The rest are not cash-flow generating. And that was in October 2009. I imagine the situation has deteriorated since.

So more than 60% of the assets are not matched with the liabilities.

How much will it cost to hedge 60% of €54bn given that the loans are not producing cash flow.

@ Brian Woods II

Yes, hedging of fixed/floating is at no cost (other than the very trivial admin costs). Hedging is perhaps the wrong term – suggesting insurance or the purchase of options which does cost money. In this case we are simply talking about a swap program to align the revenue interest profile with the liability profile. These are done at the market i.e. with no transfer of cash upfront between the parties.

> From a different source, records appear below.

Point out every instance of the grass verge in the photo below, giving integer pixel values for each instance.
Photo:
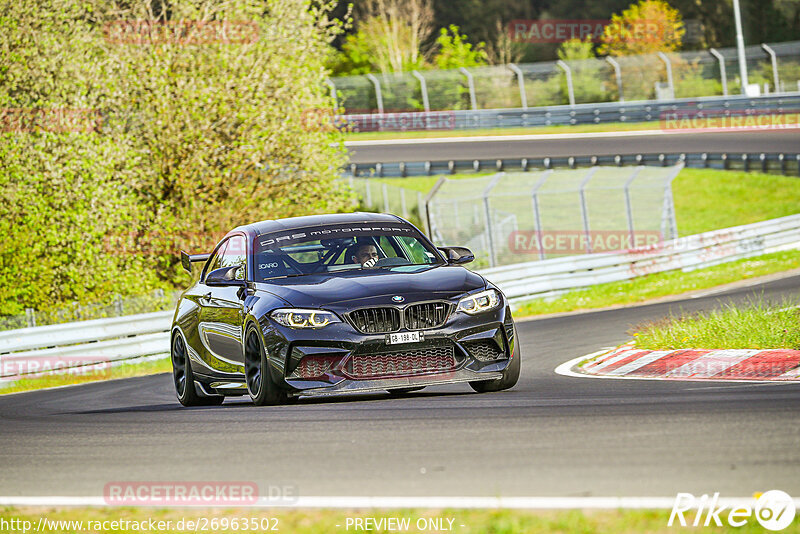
(756, 325)
(664, 284)
(64, 377)
(542, 130)
(710, 199)
(333, 521)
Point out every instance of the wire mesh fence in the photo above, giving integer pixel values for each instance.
(645, 77)
(512, 218)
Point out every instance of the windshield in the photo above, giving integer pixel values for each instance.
(341, 248)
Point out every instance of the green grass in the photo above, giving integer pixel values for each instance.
(62, 378)
(664, 284)
(705, 199)
(710, 199)
(542, 130)
(757, 325)
(326, 521)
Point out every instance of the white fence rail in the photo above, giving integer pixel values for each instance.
(30, 351)
(553, 276)
(85, 343)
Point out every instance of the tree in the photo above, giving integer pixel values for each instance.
(647, 27)
(203, 107)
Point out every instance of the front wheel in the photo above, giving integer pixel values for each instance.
(262, 390)
(183, 378)
(507, 381)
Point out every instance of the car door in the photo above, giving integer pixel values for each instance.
(222, 313)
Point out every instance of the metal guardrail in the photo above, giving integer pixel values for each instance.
(639, 111)
(554, 276)
(774, 163)
(78, 344)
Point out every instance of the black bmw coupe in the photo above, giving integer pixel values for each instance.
(332, 304)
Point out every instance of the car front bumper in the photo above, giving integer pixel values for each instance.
(339, 359)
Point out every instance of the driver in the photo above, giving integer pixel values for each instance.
(366, 255)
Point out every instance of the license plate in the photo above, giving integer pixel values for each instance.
(405, 337)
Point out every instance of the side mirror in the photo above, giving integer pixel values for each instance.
(225, 276)
(457, 255)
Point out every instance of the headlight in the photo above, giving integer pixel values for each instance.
(479, 302)
(304, 318)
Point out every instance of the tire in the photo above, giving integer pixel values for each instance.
(262, 390)
(183, 377)
(399, 392)
(507, 381)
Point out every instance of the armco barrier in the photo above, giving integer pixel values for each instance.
(774, 163)
(135, 336)
(553, 276)
(639, 111)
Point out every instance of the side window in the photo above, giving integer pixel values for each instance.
(388, 247)
(235, 253)
(216, 260)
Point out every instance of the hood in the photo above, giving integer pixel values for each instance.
(346, 289)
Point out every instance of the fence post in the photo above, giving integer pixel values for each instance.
(523, 98)
(423, 87)
(488, 214)
(669, 223)
(471, 83)
(774, 59)
(378, 93)
(629, 206)
(723, 75)
(30, 317)
(617, 75)
(568, 72)
(536, 216)
(670, 81)
(585, 210)
(426, 204)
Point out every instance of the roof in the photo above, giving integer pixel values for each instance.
(265, 227)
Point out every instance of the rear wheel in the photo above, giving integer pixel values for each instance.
(507, 381)
(183, 378)
(262, 390)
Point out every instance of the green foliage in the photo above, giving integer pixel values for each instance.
(657, 285)
(756, 325)
(197, 137)
(454, 51)
(645, 27)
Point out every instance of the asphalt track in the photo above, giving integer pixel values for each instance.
(576, 145)
(551, 435)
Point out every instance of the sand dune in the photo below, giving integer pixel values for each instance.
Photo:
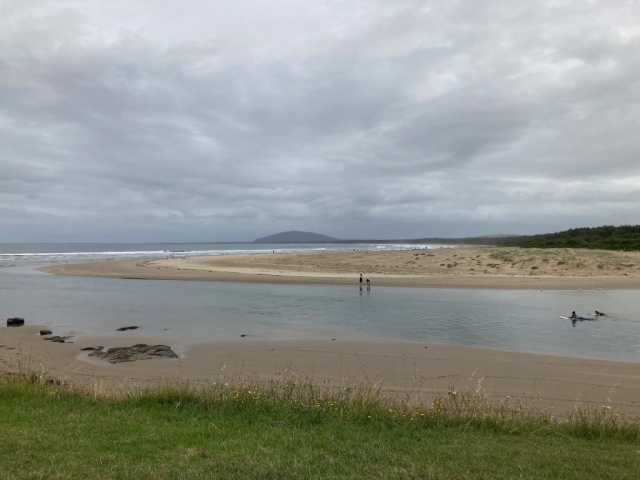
(463, 267)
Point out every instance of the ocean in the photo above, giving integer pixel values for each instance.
(187, 313)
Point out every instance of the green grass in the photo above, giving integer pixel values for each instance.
(290, 428)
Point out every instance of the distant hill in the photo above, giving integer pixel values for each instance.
(295, 237)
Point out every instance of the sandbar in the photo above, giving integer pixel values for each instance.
(460, 267)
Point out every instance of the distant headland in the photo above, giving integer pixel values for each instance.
(296, 237)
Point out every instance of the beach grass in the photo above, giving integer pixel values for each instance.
(291, 427)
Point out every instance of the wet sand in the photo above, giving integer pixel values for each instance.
(462, 267)
(411, 370)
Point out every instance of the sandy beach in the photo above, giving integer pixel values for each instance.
(461, 267)
(412, 370)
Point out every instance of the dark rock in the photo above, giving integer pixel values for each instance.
(140, 351)
(15, 322)
(57, 339)
(60, 339)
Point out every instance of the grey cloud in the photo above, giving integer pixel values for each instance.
(416, 119)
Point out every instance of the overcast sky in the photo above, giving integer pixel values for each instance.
(166, 120)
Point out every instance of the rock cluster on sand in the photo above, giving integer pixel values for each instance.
(141, 351)
(57, 339)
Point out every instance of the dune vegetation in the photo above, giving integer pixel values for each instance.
(293, 428)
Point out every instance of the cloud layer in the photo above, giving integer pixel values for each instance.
(211, 121)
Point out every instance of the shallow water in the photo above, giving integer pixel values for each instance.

That is precisely the point.

The revenue interest profile does not match the liability (expense) profile.

60% of the “revenue interest” on the assets (the loans acquired) will not produce a cash flow.

It cannot be swapped. There’s nothing to swap.

“wait until the ratings agencies get their heads around this”

I never said that. I have been consistent in my ridicule of the ratings agencies so please don’t confuse me with someone else. Regardless, the point remains, Moody has no credibility.

@ Ahura/Garo

isn’t Ahura basically verifying my point? When the ratings agencies have something negative to say, their opinions are selectively used (without suggesting that Garo personally is doing this), when they have something positive to say, sure its all baloney…and to say that they have “no credibility” would be a personal opinion of yours Garo, rather than a generally held belief of the market.

@ Eoin

One of the great paradoxes. The rating agencies long term track record is crap. Yet asset mangers will continue to use them.


Nama strategy backed by Moody’s ratings agency

“Speaking on Newstalk this morning economist Peter Bacon described Anglo as “a Celtic Chernobyl”. “You couldn’t get credit flowing again without this kind of measure. Banks can’t lend if they don’t have capital.” But he said Nama, and the massive State recapitalisation of the banks, would not mean that banks would immediately begin lending again.”

Methinks this is one side of well bought bacon!

“The State is expected to take a minority stake in AIB.” WOW from 70% only 48 hrs ago!

The SPINNERS are out in force ……….. nice work if one can get it – geddit!

@JL “One of the great paradoxes. The rating agencies long term track record is crap. Yet asset mangers will continue to use them.”

It’s human nature – if something goes wrong they can blame them and in the meantime they don’t have to do the work themselves. At the end of the day it’s not their own money so they don’t care. Despite their record ratings agencies are still in business as are the ‘thorough’ auditors who are presumably now advising NAMA along with their old clients.


Particularly disappointing interview with PWC Prof Eamonn Walshe of UCD on RTE 1 right now. Is Eamonn waffling for the Establishment line these days?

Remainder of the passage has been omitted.